February 16, 2011 6:25 PM   Subscribe

I am 35, live in Vancouver, Canada and currently work an office job doing design work. Recent events have prompted me to review my career direction and becoming a plumber has kept coming up in my head.

It's strange I know but I am being drawn to it because: 1)it's physical work instead of intellectual 2)it's fairly well paying 3)It's kind of interesting to me 4)It's solid - when a job is done, something works. Design is very wobbly and there's lots of debate over when something works and when it doesn't.

So tell me, am I nuts for considering such a drastic change? Any plumbers out there want to smack me in the head with the realities of the job?
posted by anonymous to Work & Money (20 answers total) 6 users marked this as a favorite
 
My nieghbour's son is a plumber (in Ontario). As part of his training he had to take community college courses in calculus (which given the level of math-phobia in our society may be a deal-breaker for some).

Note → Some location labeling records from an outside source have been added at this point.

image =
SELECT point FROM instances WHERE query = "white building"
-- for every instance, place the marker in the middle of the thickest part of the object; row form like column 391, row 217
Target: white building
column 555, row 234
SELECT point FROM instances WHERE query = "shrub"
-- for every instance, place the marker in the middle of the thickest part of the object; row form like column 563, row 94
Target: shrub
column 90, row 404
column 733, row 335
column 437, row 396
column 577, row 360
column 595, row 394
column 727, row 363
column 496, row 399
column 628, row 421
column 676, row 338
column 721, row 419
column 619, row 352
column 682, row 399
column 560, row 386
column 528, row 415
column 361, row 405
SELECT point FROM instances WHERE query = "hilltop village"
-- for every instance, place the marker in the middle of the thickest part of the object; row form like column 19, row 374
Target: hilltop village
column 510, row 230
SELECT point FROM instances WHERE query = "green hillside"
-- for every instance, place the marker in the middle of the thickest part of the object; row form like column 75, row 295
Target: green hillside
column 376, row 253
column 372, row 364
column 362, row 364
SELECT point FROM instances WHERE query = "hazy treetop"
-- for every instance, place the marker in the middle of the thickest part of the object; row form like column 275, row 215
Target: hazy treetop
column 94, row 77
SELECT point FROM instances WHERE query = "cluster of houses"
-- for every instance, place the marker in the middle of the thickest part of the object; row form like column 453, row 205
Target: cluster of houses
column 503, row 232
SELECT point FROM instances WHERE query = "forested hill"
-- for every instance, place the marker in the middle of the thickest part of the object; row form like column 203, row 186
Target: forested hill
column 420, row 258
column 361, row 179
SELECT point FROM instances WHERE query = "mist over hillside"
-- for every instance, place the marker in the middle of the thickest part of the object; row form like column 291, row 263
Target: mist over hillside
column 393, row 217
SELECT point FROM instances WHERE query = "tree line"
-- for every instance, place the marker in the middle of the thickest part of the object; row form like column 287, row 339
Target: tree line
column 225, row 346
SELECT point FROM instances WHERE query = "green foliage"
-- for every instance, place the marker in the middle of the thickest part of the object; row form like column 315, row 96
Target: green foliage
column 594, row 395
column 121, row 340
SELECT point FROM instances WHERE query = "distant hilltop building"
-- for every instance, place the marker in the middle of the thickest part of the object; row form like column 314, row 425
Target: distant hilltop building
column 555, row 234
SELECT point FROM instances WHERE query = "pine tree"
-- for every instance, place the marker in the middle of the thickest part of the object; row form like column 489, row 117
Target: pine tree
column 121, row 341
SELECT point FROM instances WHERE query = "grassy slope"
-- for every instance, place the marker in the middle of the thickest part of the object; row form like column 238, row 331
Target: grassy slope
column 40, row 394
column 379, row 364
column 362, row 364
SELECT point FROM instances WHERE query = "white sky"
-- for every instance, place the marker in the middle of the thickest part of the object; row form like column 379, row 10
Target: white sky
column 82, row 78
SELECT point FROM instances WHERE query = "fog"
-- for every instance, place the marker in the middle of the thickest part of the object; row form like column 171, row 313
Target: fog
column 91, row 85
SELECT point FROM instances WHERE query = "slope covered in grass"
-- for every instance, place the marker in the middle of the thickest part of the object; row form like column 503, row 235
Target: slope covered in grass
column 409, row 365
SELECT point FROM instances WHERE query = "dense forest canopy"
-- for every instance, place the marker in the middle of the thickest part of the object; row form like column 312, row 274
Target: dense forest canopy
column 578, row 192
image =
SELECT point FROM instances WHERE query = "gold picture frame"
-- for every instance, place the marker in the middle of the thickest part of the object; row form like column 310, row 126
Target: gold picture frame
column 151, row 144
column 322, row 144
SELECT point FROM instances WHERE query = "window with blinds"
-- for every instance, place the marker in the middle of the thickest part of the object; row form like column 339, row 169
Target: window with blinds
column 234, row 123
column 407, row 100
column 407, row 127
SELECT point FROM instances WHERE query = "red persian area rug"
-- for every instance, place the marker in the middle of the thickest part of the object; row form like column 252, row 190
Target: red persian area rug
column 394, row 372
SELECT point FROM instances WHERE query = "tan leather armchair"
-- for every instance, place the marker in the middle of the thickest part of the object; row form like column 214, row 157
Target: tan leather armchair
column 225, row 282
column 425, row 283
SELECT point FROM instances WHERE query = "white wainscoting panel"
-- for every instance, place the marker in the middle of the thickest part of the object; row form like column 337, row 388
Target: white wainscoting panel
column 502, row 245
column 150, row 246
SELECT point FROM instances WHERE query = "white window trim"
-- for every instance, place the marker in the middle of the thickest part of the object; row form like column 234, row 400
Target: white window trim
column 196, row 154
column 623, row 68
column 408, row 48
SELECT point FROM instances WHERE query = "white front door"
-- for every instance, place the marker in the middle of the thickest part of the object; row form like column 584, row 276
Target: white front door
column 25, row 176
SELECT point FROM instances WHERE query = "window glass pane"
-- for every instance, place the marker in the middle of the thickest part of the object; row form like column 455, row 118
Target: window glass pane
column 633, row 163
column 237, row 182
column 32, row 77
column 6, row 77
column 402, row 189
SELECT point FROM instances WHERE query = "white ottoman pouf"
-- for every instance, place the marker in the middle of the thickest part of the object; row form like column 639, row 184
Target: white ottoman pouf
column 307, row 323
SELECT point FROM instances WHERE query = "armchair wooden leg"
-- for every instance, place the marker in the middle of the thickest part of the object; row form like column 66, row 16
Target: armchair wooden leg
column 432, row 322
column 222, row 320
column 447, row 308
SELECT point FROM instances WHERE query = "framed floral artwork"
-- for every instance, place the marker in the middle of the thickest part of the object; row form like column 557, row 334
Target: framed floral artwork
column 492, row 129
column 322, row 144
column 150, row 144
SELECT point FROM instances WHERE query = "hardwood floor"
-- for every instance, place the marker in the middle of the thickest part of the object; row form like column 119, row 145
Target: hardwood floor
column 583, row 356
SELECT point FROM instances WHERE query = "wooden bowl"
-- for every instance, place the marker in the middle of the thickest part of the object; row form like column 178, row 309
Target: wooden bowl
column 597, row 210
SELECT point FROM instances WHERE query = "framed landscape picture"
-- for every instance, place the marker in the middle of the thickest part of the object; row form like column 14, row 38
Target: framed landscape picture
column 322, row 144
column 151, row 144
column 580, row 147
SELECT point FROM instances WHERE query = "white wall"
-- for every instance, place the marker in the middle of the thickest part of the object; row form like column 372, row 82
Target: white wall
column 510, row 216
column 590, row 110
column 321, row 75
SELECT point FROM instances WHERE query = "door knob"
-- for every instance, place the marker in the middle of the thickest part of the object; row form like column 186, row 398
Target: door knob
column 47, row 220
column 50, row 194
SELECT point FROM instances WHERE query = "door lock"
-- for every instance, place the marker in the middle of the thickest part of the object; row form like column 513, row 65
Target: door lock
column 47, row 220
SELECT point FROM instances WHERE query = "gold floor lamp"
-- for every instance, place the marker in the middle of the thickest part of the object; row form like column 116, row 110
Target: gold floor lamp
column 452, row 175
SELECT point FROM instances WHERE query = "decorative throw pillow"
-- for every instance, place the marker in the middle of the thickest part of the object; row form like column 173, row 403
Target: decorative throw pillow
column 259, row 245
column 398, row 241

What I'm saying is two things:
1 - the work may be more intellectual than you realize
2 - make sure you'd be comfortable with all the courses you'd need to take
posted by any portmanteau in a storm at 6:40 PM on February 16, 2011 [2 favorites]

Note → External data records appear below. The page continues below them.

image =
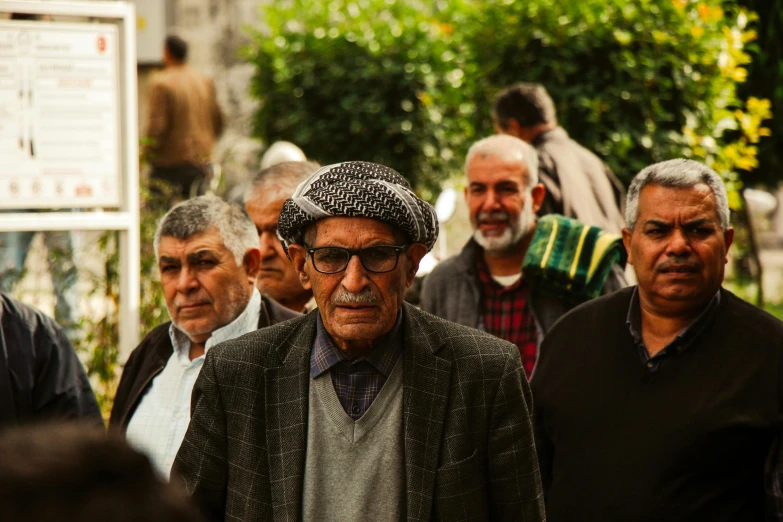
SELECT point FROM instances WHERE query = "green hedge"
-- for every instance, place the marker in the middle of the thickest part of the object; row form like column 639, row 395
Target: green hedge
column 410, row 84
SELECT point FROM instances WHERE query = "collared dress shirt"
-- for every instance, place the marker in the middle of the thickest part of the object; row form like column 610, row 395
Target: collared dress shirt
column 159, row 423
column 773, row 469
column 357, row 380
column 506, row 315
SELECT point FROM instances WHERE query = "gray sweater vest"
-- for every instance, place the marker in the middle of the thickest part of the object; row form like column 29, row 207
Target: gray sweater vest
column 355, row 470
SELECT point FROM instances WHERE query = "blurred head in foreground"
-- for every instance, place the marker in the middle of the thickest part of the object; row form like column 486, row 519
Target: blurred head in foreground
column 67, row 472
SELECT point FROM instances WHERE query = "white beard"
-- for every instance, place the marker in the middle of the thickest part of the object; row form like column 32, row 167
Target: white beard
column 514, row 233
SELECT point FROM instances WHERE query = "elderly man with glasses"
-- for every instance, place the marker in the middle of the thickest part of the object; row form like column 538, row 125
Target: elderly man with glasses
column 366, row 408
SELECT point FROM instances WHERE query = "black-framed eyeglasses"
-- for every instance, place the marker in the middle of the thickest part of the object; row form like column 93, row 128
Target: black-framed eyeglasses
column 377, row 259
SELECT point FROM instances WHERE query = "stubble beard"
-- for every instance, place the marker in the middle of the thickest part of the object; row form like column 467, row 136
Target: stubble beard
column 512, row 236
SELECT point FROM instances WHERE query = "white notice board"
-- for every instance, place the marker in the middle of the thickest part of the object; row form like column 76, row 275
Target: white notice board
column 60, row 130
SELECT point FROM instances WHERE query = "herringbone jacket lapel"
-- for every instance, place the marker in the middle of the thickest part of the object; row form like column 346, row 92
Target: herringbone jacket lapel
column 287, row 388
column 426, row 386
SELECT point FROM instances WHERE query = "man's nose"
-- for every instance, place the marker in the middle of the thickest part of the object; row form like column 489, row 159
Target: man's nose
column 355, row 276
column 679, row 243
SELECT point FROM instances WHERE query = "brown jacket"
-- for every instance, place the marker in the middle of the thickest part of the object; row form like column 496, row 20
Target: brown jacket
column 578, row 184
column 184, row 119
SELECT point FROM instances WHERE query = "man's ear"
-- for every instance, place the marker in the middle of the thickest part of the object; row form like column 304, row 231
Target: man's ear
column 513, row 128
column 538, row 193
column 298, row 256
column 728, row 238
column 627, row 242
column 415, row 254
column 252, row 264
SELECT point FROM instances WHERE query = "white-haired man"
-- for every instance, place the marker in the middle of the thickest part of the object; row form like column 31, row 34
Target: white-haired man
column 208, row 258
column 483, row 286
column 663, row 401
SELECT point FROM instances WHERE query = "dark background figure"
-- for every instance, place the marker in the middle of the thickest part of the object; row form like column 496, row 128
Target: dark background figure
column 183, row 123
column 578, row 184
column 41, row 376
column 71, row 473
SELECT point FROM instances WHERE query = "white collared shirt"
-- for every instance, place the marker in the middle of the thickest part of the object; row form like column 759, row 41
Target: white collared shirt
column 160, row 421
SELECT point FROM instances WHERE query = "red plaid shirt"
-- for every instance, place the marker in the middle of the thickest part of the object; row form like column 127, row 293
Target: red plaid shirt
column 506, row 315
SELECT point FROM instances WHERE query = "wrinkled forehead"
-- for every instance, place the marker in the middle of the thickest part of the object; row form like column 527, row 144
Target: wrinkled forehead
column 658, row 202
column 210, row 240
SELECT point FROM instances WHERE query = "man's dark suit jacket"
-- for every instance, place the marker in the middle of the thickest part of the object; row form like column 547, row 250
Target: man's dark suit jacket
column 469, row 450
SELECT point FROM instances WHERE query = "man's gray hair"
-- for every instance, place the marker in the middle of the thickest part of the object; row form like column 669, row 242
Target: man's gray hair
column 280, row 180
column 510, row 150
column 201, row 214
column 678, row 173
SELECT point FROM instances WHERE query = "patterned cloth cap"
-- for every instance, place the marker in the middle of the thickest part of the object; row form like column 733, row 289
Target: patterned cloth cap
column 357, row 189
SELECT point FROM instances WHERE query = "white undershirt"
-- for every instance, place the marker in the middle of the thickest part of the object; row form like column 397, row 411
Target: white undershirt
column 505, row 281
column 159, row 423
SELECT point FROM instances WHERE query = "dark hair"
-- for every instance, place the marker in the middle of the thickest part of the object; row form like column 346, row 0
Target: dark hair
column 528, row 103
column 177, row 47
column 72, row 472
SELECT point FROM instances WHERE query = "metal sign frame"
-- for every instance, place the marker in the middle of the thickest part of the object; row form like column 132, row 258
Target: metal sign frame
column 126, row 218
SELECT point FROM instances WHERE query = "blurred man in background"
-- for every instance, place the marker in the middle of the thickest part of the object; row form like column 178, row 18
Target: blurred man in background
column 69, row 473
column 184, row 121
column 264, row 201
column 578, row 184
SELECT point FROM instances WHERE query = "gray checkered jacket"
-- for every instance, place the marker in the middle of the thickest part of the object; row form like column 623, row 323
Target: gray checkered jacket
column 469, row 450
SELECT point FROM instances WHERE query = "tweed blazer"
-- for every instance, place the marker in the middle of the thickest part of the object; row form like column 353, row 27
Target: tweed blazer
column 469, row 450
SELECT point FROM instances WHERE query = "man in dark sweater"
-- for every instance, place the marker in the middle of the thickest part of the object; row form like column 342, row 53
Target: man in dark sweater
column 663, row 401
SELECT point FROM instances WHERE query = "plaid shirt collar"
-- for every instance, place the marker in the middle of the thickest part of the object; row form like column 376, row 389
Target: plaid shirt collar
column 383, row 357
column 245, row 322
column 684, row 339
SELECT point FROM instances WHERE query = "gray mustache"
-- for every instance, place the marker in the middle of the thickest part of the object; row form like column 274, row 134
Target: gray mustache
column 345, row 297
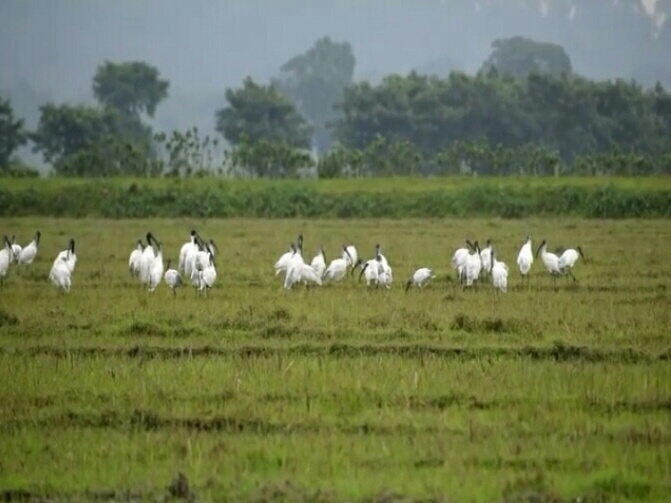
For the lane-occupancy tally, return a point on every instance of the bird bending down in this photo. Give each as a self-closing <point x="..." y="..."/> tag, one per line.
<point x="62" y="268"/>
<point x="6" y="257"/>
<point x="486" y="258"/>
<point x="338" y="267"/>
<point x="460" y="258"/>
<point x="420" y="278"/>
<point x="156" y="272"/>
<point x="283" y="261"/>
<point x="352" y="257"/>
<point x="16" y="248"/>
<point x="68" y="255"/>
<point x="568" y="259"/>
<point x="371" y="271"/>
<point x="550" y="260"/>
<point x="294" y="272"/>
<point x="525" y="258"/>
<point x="470" y="272"/>
<point x="319" y="262"/>
<point x="208" y="275"/>
<point x="172" y="278"/>
<point x="29" y="252"/>
<point x="499" y="273"/>
<point x="135" y="258"/>
<point x="189" y="247"/>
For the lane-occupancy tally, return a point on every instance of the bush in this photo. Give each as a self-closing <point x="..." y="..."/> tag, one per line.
<point x="391" y="198"/>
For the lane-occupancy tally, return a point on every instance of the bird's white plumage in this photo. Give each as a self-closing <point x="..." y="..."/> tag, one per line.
<point x="310" y="276"/>
<point x="352" y="255"/>
<point x="134" y="259"/>
<point x="16" y="249"/>
<point x="29" y="252"/>
<point x="283" y="262"/>
<point x="156" y="272"/>
<point x="338" y="267"/>
<point x="499" y="272"/>
<point x="525" y="257"/>
<point x="486" y="258"/>
<point x="420" y="278"/>
<point x="371" y="272"/>
<point x="172" y="277"/>
<point x="187" y="248"/>
<point x="68" y="256"/>
<point x="6" y="257"/>
<point x="60" y="275"/>
<point x="470" y="272"/>
<point x="294" y="272"/>
<point x="318" y="263"/>
<point x="549" y="259"/>
<point x="569" y="258"/>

My dad was (among other things) a plumber. I can't recommend it. First of all, it's just not healthy. The glue you have to use to connect PVC pipe is fucking toxic, and you have to work with it all day long. Plus, you're usually crawling around fucking disgusting places. Third, if you're not doing construction, you're basically unclogging toilets on call. So that's plumbing for you.

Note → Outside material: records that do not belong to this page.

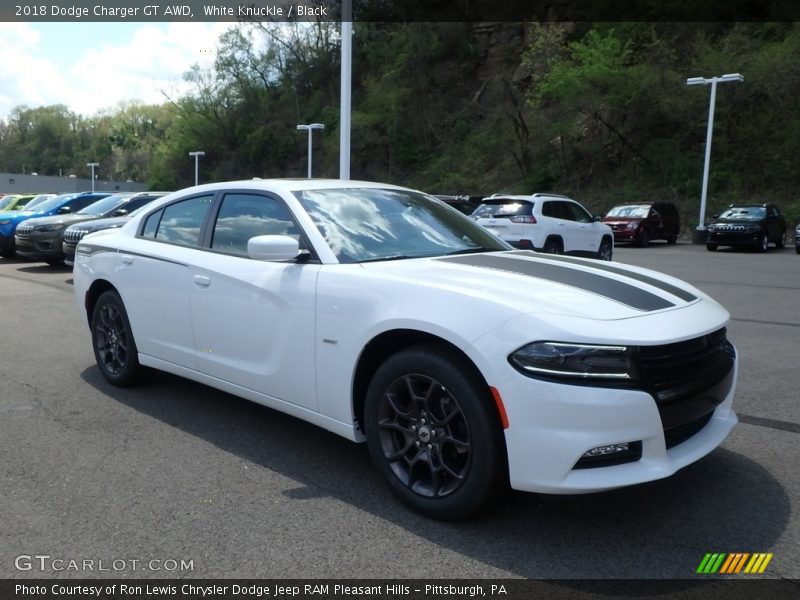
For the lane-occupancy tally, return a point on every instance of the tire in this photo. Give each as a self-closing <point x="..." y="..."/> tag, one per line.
<point x="606" y="250"/>
<point x="434" y="433"/>
<point x="113" y="343"/>
<point x="553" y="246"/>
<point x="763" y="243"/>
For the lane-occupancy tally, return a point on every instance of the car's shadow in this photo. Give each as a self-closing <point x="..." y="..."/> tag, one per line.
<point x="726" y="500"/>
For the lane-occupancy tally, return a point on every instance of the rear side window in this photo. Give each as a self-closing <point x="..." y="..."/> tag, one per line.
<point x="503" y="208"/>
<point x="180" y="222"/>
<point x="243" y="216"/>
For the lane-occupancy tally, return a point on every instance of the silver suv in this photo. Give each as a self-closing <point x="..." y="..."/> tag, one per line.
<point x="546" y="223"/>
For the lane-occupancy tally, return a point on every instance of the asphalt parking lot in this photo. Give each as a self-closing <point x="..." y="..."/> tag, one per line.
<point x="174" y="472"/>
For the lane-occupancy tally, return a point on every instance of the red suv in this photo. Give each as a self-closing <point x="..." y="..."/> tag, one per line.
<point x="640" y="223"/>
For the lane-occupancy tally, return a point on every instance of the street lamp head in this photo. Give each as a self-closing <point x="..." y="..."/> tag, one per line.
<point x="733" y="77"/>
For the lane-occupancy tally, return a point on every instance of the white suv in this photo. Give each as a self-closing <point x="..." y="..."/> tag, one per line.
<point x="547" y="223"/>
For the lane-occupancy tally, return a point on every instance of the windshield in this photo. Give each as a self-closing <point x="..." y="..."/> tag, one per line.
<point x="378" y="224"/>
<point x="636" y="212"/>
<point x="101" y="207"/>
<point x="745" y="213"/>
<point x="502" y="208"/>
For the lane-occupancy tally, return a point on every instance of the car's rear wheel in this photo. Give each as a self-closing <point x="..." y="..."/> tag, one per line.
<point x="553" y="246"/>
<point x="112" y="340"/>
<point x="434" y="433"/>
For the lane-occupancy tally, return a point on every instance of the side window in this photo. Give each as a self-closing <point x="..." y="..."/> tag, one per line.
<point x="137" y="203"/>
<point x="578" y="213"/>
<point x="243" y="216"/>
<point x="182" y="221"/>
<point x="151" y="224"/>
<point x="550" y="209"/>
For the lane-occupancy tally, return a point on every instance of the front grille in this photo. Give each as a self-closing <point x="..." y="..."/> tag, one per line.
<point x="732" y="228"/>
<point x="73" y="236"/>
<point x="688" y="379"/>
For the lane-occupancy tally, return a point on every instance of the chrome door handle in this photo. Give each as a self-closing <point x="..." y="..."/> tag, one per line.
<point x="202" y="280"/>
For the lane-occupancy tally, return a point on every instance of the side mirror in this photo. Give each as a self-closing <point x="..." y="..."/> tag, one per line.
<point x="273" y="247"/>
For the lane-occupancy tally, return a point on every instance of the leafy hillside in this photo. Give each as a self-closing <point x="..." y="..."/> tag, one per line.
<point x="598" y="111"/>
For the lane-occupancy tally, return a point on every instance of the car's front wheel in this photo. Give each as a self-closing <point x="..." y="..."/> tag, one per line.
<point x="434" y="433"/>
<point x="112" y="340"/>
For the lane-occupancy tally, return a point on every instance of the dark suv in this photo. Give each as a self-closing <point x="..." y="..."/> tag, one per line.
<point x="752" y="225"/>
<point x="640" y="223"/>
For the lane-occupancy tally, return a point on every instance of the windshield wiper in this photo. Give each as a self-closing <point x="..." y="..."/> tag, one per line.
<point x="473" y="250"/>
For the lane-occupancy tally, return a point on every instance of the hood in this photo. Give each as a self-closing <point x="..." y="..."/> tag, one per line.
<point x="107" y="223"/>
<point x="530" y="282"/>
<point x="620" y="220"/>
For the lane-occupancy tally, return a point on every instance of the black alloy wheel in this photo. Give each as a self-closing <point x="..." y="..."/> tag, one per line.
<point x="112" y="340"/>
<point x="434" y="432"/>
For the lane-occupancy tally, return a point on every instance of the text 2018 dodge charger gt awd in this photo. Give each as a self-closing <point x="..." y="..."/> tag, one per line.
<point x="383" y="315"/>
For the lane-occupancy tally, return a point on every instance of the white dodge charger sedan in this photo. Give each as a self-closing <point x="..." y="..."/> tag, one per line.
<point x="383" y="315"/>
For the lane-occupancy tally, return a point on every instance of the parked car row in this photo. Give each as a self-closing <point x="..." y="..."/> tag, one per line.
<point x="559" y="225"/>
<point x="41" y="231"/>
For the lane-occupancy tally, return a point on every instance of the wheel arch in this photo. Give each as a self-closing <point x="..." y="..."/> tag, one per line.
<point x="384" y="345"/>
<point x="93" y="293"/>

However, gas fitting is a different story. If you have your gas ticket you can do things like install gas fireplaces or industrial-size boilers. My father started his career in the shipyards at Yarrows building ferries in the sixties, and he went on to build mills up north. Interesting work. He finished his career as one of the few A-ticket fitters on the island (this was back in the 90s) helping convert mills to natural gas. I worked with him through uni converting every single school on the south Island to gas. It was great.

However, in between the 70s and the 90s he was self-employed doing plumbing and heating. It was tough, especially in the 80s. In the late 70s he often traveled to camps in the Yukon or Manitoba to work.

The plumbing business was brutal. I think if you joined a union shop or a big outfit it would be okay.

Like I said, I would go into gas fitting. Not sure what kind of work there is in Vancouver, but in Victoria they will need fitters to work on the frigate weapons upgrade and the submarine refit projects - that's $4B worth of work.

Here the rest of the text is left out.